Commenting on less productivity in the public sector in Sri Lanka, he said Sri Lanka has replaced the competent public sector by appointing much less competent people to various positions and this has significantly lowered the overall productivity and led to increase the levels of corruption at every level of the sector.
“That is actually hurting simple reforms in this country,” he said, Noting that we live in a broken system, he said further that most private sector companies in Sri Lanka as well as policy makers, researchers and international lending organizations such as IMF has learnt the art of surviving in this broken system.
“We survive in a broken system.

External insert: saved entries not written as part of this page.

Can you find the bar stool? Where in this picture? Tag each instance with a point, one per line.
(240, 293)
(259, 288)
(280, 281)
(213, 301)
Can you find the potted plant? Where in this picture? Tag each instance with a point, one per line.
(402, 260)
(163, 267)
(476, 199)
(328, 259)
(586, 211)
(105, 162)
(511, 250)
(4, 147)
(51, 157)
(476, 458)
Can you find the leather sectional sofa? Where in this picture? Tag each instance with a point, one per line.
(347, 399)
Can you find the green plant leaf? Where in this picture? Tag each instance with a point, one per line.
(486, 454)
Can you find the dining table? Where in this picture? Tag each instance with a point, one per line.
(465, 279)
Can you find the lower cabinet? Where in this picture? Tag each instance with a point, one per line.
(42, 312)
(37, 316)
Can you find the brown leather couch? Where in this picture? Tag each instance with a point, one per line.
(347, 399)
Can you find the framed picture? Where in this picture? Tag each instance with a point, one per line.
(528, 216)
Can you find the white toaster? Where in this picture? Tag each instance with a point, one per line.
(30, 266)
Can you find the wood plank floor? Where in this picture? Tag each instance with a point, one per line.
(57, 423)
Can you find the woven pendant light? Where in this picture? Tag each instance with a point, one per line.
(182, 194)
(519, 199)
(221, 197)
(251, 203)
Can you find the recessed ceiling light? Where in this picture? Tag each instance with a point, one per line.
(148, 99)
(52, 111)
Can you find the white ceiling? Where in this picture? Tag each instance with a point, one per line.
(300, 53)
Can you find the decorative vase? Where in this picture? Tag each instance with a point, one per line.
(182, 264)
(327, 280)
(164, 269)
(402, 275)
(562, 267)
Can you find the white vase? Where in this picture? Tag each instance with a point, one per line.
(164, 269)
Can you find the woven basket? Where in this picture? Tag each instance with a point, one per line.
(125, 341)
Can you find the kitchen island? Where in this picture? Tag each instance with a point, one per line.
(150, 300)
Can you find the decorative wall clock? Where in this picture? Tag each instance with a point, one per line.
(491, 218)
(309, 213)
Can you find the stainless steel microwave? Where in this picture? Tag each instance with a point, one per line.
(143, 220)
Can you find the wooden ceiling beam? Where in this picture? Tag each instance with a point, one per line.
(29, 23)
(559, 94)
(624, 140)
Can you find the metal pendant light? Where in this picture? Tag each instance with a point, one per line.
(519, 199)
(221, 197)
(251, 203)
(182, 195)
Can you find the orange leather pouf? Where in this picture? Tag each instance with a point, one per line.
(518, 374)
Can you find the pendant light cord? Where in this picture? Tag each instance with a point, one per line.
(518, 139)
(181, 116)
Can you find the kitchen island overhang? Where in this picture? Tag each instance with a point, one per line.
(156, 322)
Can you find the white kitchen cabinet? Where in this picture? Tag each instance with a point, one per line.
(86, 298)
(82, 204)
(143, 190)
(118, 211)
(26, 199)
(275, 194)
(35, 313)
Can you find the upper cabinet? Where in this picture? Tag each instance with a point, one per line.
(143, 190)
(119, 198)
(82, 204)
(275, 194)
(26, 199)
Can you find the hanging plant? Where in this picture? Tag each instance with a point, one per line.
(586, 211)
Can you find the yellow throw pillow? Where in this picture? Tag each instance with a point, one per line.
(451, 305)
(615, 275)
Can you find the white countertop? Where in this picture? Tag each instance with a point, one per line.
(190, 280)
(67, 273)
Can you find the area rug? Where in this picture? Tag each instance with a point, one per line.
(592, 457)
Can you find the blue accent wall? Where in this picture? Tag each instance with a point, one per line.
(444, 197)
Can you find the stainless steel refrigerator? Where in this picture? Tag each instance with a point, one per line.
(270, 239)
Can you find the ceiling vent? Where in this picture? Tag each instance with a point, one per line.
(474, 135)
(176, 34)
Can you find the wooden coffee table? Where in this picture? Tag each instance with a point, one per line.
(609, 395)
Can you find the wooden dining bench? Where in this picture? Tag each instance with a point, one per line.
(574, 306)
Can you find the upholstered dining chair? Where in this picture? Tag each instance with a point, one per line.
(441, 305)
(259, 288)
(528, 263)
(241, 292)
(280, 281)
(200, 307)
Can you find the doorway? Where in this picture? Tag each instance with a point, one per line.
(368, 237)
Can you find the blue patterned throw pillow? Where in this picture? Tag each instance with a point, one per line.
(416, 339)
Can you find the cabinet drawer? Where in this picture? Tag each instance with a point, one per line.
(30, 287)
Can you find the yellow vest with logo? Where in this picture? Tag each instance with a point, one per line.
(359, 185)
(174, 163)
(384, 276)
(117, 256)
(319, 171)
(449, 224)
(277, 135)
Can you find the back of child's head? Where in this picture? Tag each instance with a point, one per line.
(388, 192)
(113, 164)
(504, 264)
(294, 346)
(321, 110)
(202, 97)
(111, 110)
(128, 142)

It’s like surviving in a gorilla community in which rules don’t apply and everybody tries to be the biggest gorilla. In this system anybody can manipulate the political gorilla and build the system to work just for them and everyone works for their own self interest,” he said.
To break this manipulative system, he suggested that everyone including private public sector individuals and civil societies need to find a collective way of fixing the loopholes in the existing system. “Or else there is no other way to solve it. For me, Sri Lanka seems to be very good at living in a repetitive cycle,” he said.
And to realise the true growth potential of the economy, he stressed the need to understand existing and foreseeable challenges and to come up with proactive policy measures to rectify those issues and to garner better economic benefits.
ETCA will further extend its scope–Eran
State Minister of Finance and Mass Media Eran Wickramaratne said the government wouldn’t divert from the path of its ongoing fiscal consolidation measures and would take further necessary steps to achieve set growth targets of Sri Lankan economy.
According to the minister, there are two exogenous factors generally impact Sri Lanka, which include unpredictable weather patterns and escalating fuel prices.
“In 2015, our budget deficit as a percentage of GDP was in excess of 7 percent, the present government managed to bring it down to 5.5 percent and we are hoping that it will go below 5 percent in 2018,” he said.
Nonetheless, he said that adverse weather impacted over 20 districts in Sri Lanka in 2017 and it was one of the reasons, the government deviated somewhat from its fiscal consolidation efforts.
The Minister also said Sri Lanka has gained significant benefits from original Indo-Lanka trade agreement more than India has. According to him, Sri Lanka has been increasing its exports over the years and said the government is confident that the Economic and Technology Co-operation Agreement (ETCA), a diplomatic arrangement that seeks to add to the existing free trade agreement between India and Sri Lanka, primarily in relation to trade-in services and the service sector will be further expanding this scope.
Commenting on Sri Lanka -Singapore FTA, he said that the country needs to begin inking much needed trade links especially with East while making more trade integration with South Asia.
“There is no other way for this country unless we are ready to compete. Our market with a population of 21 million won’t make any huge difference to the living standards. We have to access larger markets and also to be the gateway to the South Asian market,” he said.
He however noted that FTAs are not going to increase Sri Lanka’s exports immediately.
He also publicly accepted that there are hiccups in the implementation of the Inland Revenue Bill and also noted that Sri Lanka is moving towards rule based system, taking discussions away from politicians and bureaucrats.